The article, signed by François Rochebloine, René Rouquet and Guy Teissier stressed that to support the Nagorno-Karabakh Republic is to help establish a lasting peace in the South Caucasus.
The authors draw attention to the upcoming 20th anniversary of the cease-fire agreement signed on May 12, 1994 between Karabakh and Azerbaijan saying: “As a result of this war for independence a new state was born, located between Armenia and Azerbaijan—on Armenian territories—at the crossroads of Russian, Turkish and Iranian cultures.”
The legislator argue that in the 20 years since the cease-fire agreement, an entire generation Karabakh Armenians and Azeris have been deprived of the opportunity to live in peace.
“Peace is extremely fragile in the absence of a document of mutual recognition and even direct dialogue between the parties,” said the parliament members, emphasizing that the current existing facts—the independence of Karabakh—must be recognized and transparent should be initiated.
The three French legislators urged a “realistic and pragmatic approach” to the peace process.
“Neither military rhetoric nor military incursions will persuade Karabakh to return to the ‘bosom’ of Azerbaijan,” said the legislators.
“20 years after the signing of the cease-fire agreement, attacks are repeatedly launched almost every month, which lead to the deaths of soldiers and civilians in Karabakh from the fire of Azerbaijani soldiers, whose attacks aren’t prevented,” the lawmakers pointed out.

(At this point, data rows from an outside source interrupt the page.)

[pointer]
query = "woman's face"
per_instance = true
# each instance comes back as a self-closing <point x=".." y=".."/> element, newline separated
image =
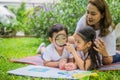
<point x="93" y="15"/>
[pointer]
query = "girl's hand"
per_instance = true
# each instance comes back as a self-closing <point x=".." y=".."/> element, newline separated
<point x="100" y="47"/>
<point x="71" y="39"/>
<point x="70" y="47"/>
<point x="62" y="63"/>
<point x="70" y="66"/>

“For us, recognition of Karabakh does not mean becoming an enemy to Azerbaijan. We, like other people who visited Karabakh, are recognized as personae non grata by the Azerbaijani regime. This is ridiculous and destructive behavior,” added the French lawmakers.
The French parliamentarians stated that achieving peace, will require “healing the wounds of the past.”

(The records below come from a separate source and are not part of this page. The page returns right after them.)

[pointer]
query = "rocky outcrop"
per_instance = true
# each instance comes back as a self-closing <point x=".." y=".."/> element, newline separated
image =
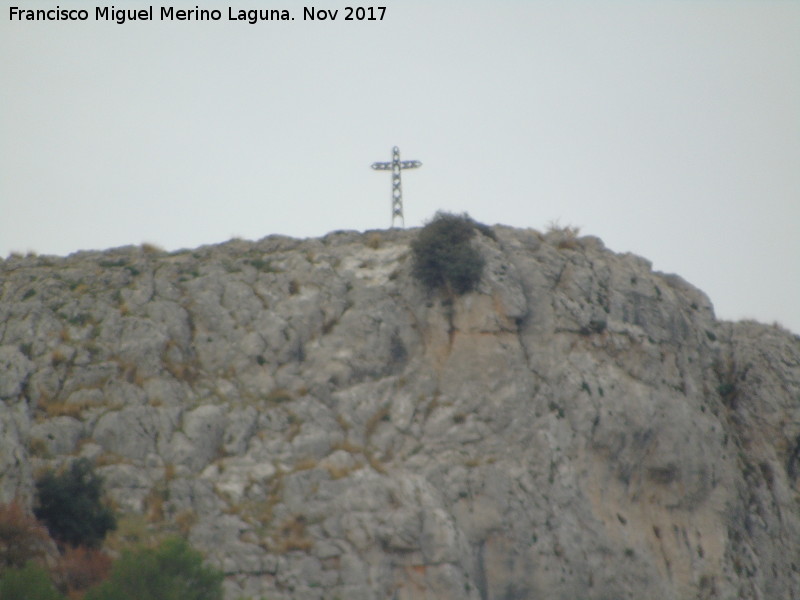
<point x="321" y="427"/>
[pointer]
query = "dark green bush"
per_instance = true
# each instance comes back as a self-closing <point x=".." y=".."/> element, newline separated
<point x="70" y="505"/>
<point x="31" y="582"/>
<point x="173" y="571"/>
<point x="444" y="257"/>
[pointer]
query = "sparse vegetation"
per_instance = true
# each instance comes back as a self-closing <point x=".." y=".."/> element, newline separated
<point x="22" y="538"/>
<point x="444" y="257"/>
<point x="70" y="505"/>
<point x="172" y="571"/>
<point x="31" y="582"/>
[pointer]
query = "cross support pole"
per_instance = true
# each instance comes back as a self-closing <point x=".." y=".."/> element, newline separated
<point x="397" y="191"/>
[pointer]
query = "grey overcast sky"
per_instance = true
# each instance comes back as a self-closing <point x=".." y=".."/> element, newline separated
<point x="670" y="129"/>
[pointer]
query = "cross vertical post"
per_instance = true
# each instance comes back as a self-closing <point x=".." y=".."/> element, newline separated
<point x="397" y="191"/>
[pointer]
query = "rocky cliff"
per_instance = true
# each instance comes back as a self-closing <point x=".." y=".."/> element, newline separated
<point x="321" y="427"/>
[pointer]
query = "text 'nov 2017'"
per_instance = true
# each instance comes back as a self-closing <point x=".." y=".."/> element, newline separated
<point x="121" y="16"/>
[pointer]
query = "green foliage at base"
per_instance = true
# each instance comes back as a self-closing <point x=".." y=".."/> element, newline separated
<point x="31" y="582"/>
<point x="173" y="571"/>
<point x="444" y="257"/>
<point x="70" y="506"/>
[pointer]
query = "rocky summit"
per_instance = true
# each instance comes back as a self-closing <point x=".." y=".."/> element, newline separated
<point x="321" y="426"/>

“Crimes have been committed during the Nagorno-Karabakh conflict, which need to be uncovered. Armenians were victims in Sumgait, Kirovabad and Maragha, and Meskhetians in Khojaly,” said the parliament members.
“Sumgait pogroms organized on the February 27, 1988, where hundreds of people became victim, served as the cause for the conflict. This, led to the arrests and judicial indictment by Soviet authorities, however only the executors were punished. The real organizers were not brought to justice, and the fact that the murders were premeditated, was also ignored,” explained the article.
“The power of democracy means to be confident in your abilities and to establish the necessary commissions, which will expose and convict the real culprits, softening the pain and promoting the reconciliation,” stressed the authors of the article.
The three legislators praised a recent report by Freedom House that elevated its ranking of the Nagorno-Karabakh Republic in its advancements in protecting human rights and freedoms.
“We are in full agreement with the former Nagorno-Karabakh Republic President Arkady Ghukasyan, who recently said that ‘the purpose of conflict resolution is not only in the official rejection of hostility, but also it is the establishment of historic reconciliation between the two peoples … for preventing further conflicts’ and that contacts between civil societies can pave the way for that,” said the Le Monde article.
The authors expressed hope that their appeal will resonate with “new forces that are created there [in Azerbaijan], which will reject [the Azeri] propaganda of hatred and will look toward the future.”
“If these forces materialize, if initiatives to establish dialogue and contacts are created, then we can ensure that our humble group will become supporters and comrades-in-arms with them,” concluded the French lawmakers.